La juxtaposition des dates donne le vertige : Kirk Douglas est né avant que les États-Unis n’interviennent dans le premier conflit mondial, et il meurt l’année où Donald Trump brigue un second mandat… Entre temps, le juif d’origine russe Issur Danielovitch, ce « fils du chiffonnier » – comme le confie le titre de son autobiographie – aura tout connu : de l’apogée des studios hollywoodiens au maccarthysme, en passant par la production indépendante et les véhicules pour vedettes vieillissantes des années soixante-dix.
Destiné à devenir rabbin, il se prend de passion pour la lutte et le théâtre avant de suivre les cours de l’American Academy of Dramatic Arts, où il fait la connaissance de Lauren Bacall. Très vite, son physique d’athlète, sa fossette légendaire, son sourire carnassier et le magnétisme dont il teinte ses personnages en rupture avec la norme lui ouvrent les portes d’Hollywood. Son deuxième film est le chef-d’œuvre de Jacques Tourneur, La Griffe du passé (1946).
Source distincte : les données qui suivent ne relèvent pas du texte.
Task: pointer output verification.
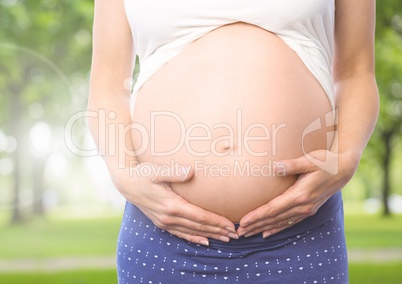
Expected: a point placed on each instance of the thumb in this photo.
(174, 174)
(293, 166)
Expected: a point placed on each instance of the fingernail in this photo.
(233, 236)
(204, 243)
(280, 169)
(242, 234)
(230, 229)
(224, 239)
(182, 171)
(266, 235)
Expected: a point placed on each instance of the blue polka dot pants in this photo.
(305, 253)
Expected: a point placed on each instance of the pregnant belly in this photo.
(231, 105)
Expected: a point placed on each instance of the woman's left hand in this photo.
(320, 173)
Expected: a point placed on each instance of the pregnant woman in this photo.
(246, 120)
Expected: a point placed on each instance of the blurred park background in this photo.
(59, 212)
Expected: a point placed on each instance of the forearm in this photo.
(357, 104)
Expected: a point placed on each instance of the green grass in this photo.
(361, 273)
(373, 231)
(69, 277)
(92, 237)
(358, 274)
(42, 239)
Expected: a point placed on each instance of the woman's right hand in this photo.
(152, 194)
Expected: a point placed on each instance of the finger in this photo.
(193, 220)
(174, 174)
(205, 222)
(286, 223)
(270, 210)
(201, 231)
(294, 166)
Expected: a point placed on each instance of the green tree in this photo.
(44, 48)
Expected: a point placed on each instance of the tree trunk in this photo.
(15, 122)
(38, 169)
(386, 164)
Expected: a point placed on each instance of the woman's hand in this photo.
(151, 193)
(321, 174)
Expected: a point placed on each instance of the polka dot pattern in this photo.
(147, 254)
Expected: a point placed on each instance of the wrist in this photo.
(348, 164)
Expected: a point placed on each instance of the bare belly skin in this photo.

Il y campe Whit Stirling, un manipulateur retors et bourré de charme, qui donne le ton de ses compositions : boxeur obsessionnel dans Le Champion (Robson, 1949), journaliste cynique (Le Gouffre aux chimères, Wilder, 1951), producteur sans scrupule dans Les Ensorcelés (Minnelli, 1952)… jusqu’à La Vie passionnée de Vincent Van Gogh (Minnelli, 1956). Il y excelle pour son rôle du peintre génial et torturé, une composition dont il aura inhabituellement les plus vives difficultés à se déprendre, lui qui déclarait pourtant : « Moi, je ne suis pas Spartacus, le public doit le croire, mais pas moi. »
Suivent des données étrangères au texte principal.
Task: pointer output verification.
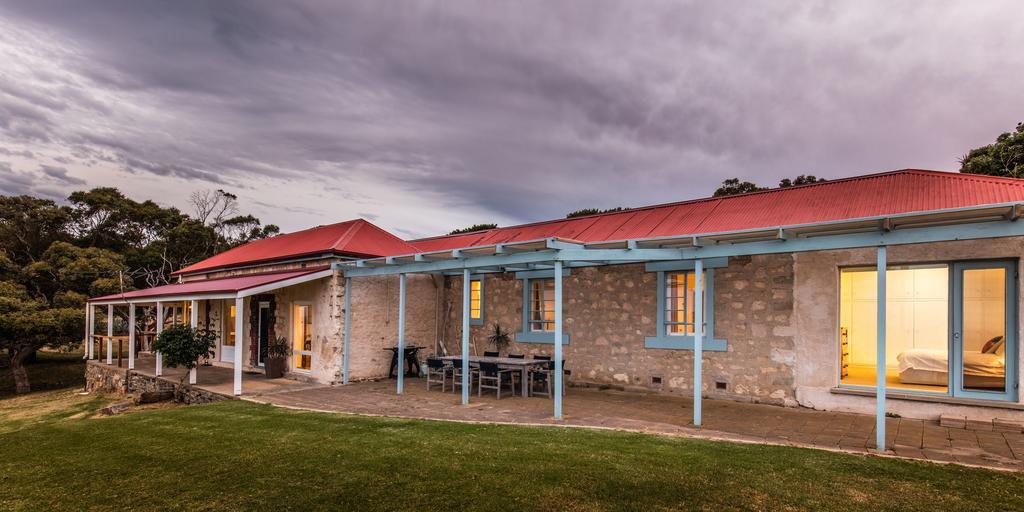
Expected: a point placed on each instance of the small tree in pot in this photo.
(184, 346)
(276, 357)
(499, 338)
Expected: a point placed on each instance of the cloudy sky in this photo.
(427, 116)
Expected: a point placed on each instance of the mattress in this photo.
(923, 366)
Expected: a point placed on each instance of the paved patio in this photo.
(670, 415)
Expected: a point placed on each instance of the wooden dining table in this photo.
(513, 363)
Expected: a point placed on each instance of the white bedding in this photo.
(975, 364)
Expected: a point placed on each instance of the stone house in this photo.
(795, 311)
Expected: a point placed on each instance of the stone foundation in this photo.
(105, 379)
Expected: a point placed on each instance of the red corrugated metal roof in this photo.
(885, 194)
(226, 285)
(353, 238)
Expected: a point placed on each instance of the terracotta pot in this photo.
(274, 367)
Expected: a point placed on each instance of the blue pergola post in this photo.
(880, 359)
(348, 331)
(558, 340)
(697, 340)
(401, 333)
(465, 335)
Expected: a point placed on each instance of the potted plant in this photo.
(276, 357)
(499, 337)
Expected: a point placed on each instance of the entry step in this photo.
(999, 424)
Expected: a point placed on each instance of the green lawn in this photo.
(49, 371)
(240, 456)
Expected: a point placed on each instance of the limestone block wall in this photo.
(609, 310)
(375, 320)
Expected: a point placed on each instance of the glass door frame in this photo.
(956, 327)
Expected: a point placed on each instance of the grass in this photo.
(50, 371)
(239, 456)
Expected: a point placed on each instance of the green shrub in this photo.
(184, 346)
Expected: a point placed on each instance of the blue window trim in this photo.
(525, 335)
(472, 321)
(664, 340)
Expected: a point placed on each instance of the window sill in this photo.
(534, 337)
(684, 343)
(935, 398)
Un héros contre le système
Cette dernière incarnation est le sommet de la carrière de Douglas devenu producteur indépendant. Sur les conseils de Burt Lancaster, il crée en 1955 sa société Bryna (du nom de sa mère Bryna Demsky), dont les films mettent tous en scène la lutte (souvent peu victorieuse) d’un héros contre le système : le colonel Dax dans Les Sentiers de la gloire (Kubrick, 1957), ‘Bren’ O’Malley dans El Perdido (Aldrich, 1961), Seuls sont les indomptés (Miller, 1962) et bien sûr le chef des esclaves révoltés dans la superproduction de Kubrick. Cette œuvre est l’occasion d’un duel des égos entre l’acteur et le metteur en scène. Douglas, pour progressiste qu’il soit (il a insisté pour que le scénariste blacklisté Donald Trumbo soit crédité au générique de Spartacus), est un homme implacable : il a pris en main la réalisation de L’Homme qui n’a pas d’étoile (Vidor, 1955), trouvant le découpage dérythmé, a débarqué le pourtant chevronné Anthony Mann de Spartacus et entend dicter ses désirs à Kubrick, peu rompu à l’exercice du compromis. La petite histoire raconte que, durant le tournage, Douglas, juché sur un cheval cabré, avait acculé contre un muret un Kubrick recroquevillé, afin parer les coups de sabot, et l’avait copieusement insulté…
Dans les années soixante, le flamboyant héros de 20 000 lieues sous les mers (Fleischer, 1954) et des Vikings (Fleischer, 1958) est le plus souvent un homme en crise (le capitaine Paul Eddington de Première Victoire, Preminger, 1965) ou L’Arrangement (Kazan, 1969). Dans ce dernier film, le publicitaire Eddie Arness voit s’effondrer toutes les valeurs américaines, qu’il partageait et chérissait, pour s’inventer une nouvelle vie aux couleurs de la contre-culture. Cette même année, Kirk Douglas tourne son ultime chef-d’œuvre sous la direction de Mankiewicz, Le Reptile, où il renoue avec son personnage de roué ensorcelant des débuts. Deux facettes d’une même vérité : viril et fragile, leader et victime, Douglas n’aurait pu habiter ces rôles sans son extraordinaire intelligence de jeu.